Нет, гувернантка вовсе не та, не та, за кого выдавала себя! И это не значит, однако же, что Былинкин солгал. Да, он был у Пироговых, но он же не показал им ту, которая нам известна как Изабель Плесси, а просто перечислил ее приметы. Что, если некая женщина убила настоящую Изабель, надела очки и рыжий парик и, подражая ее манерам, с ее документами явилась в город N? Ведь люди, охотившиеся за чертежами, были способны на многое. И они вполне могли попытаться убить баронессу Корф, как только она сядет на петербургский поезд.
Я подскочил на месте как ужаленный. Петербург! Ну конечно же! Я должен ее предупредить, должен во что бы то ни стало!
– Аполлинарий Евграфович, ужин готов...
Не знаю, что подумала Марья Петровна, когда Аполлинарий Евграфович выскочил как ошпаренный из номера мадемуазель Плесси и понесся по лестнице вниз, крича, что ему срочно надо на станцию в Глухов, и требуя любого извозчика, кого угодно, но срочно.
– Это вопрос жизни и смерти! – сообщил я, задыхаясь, стоя уже у двери.
– Это как-то связано с делом, которое вы расследуете? – замирая от сладкого ужаса, спросила хозяйка.
Я поклялся ей честью (проклиная в душе ее неуместное любопытство), что непременно... обязательно... по возвращении расскажу только ей одной все детали своего захватывающего расследования. Поняв, что дело серьезное, Марья Петровна вспомнила: на конюшне стоит Арап, которого обыкновенно запрягают в ее бричку, но вообще он конь хороший, смирный и может ходить и под седлом. Словом, заключила Марья Петровна, если дело и впрямь спешное, можно взять его.

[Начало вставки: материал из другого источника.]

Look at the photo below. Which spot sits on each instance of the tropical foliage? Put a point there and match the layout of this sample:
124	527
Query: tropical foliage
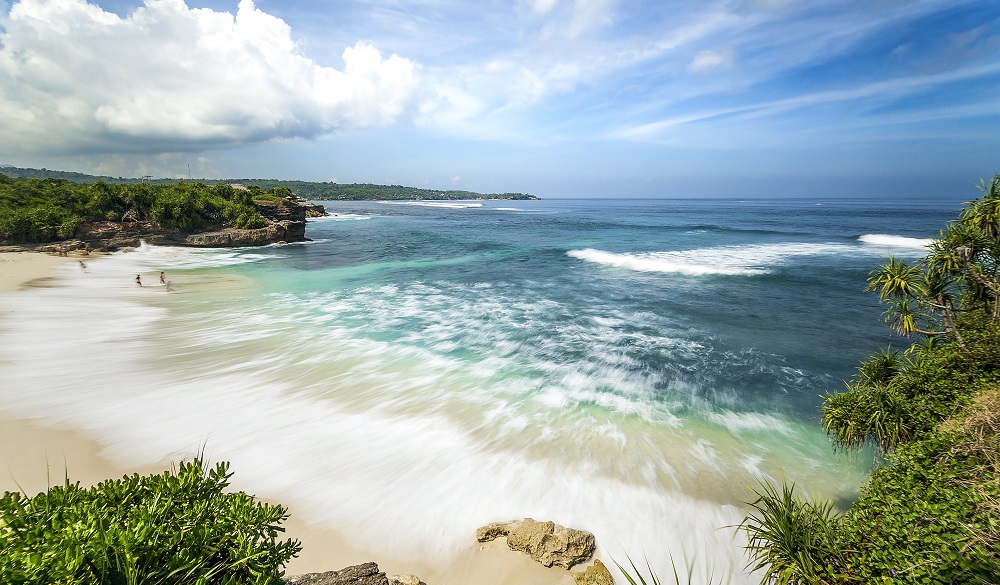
178	527
930	513
306	189
45	210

Я чуть не расцеловал хозяйку. Я заверил ее, что верну ей коня в целости и сохранности, что о ее Арапе напишут в губернских газетах, потому что он послужит раскрытию неслыханного злодейства, и посулил еще несколько глупостей в том же духе. Словом, ужин остался стыть на столе, а я углубился в темную ночь.
* * *
План мой был таков: добраться до станции, удостовериться, что Изабель и баронесса Корф уехали в одном поезде, и послать телеграмму на следующую станцию петербургской даме, в которой предупредить ее о возможной опасности, а также известить столичную полицию. Но пока я трясся на Арапе в направлении Глухова по скверной дороге (скверной – благодаря стараниям Щукина, который уворовал большую часть отведенных на улучшение путей сообщения казенных денег), в голове моей обрели окончательный вид некоторые мысли, которые я не сумел додумать раньше. В частности, мне показалось, что я знаю, кем на самом деле мог оказаться тот таинственный господин, который явился к Китти и забрал чертежи.
Подъехав к станции, я обнаружил, что она ярко освещена, а по перрону расхаживает вдвое больше жандармов, чем полагается. Удивленный, я спросил у начальника станции, что случилось. Он кашлянул, расправил усы и обьяснил:
– Поезд его императорского величества только что проследовал мимо.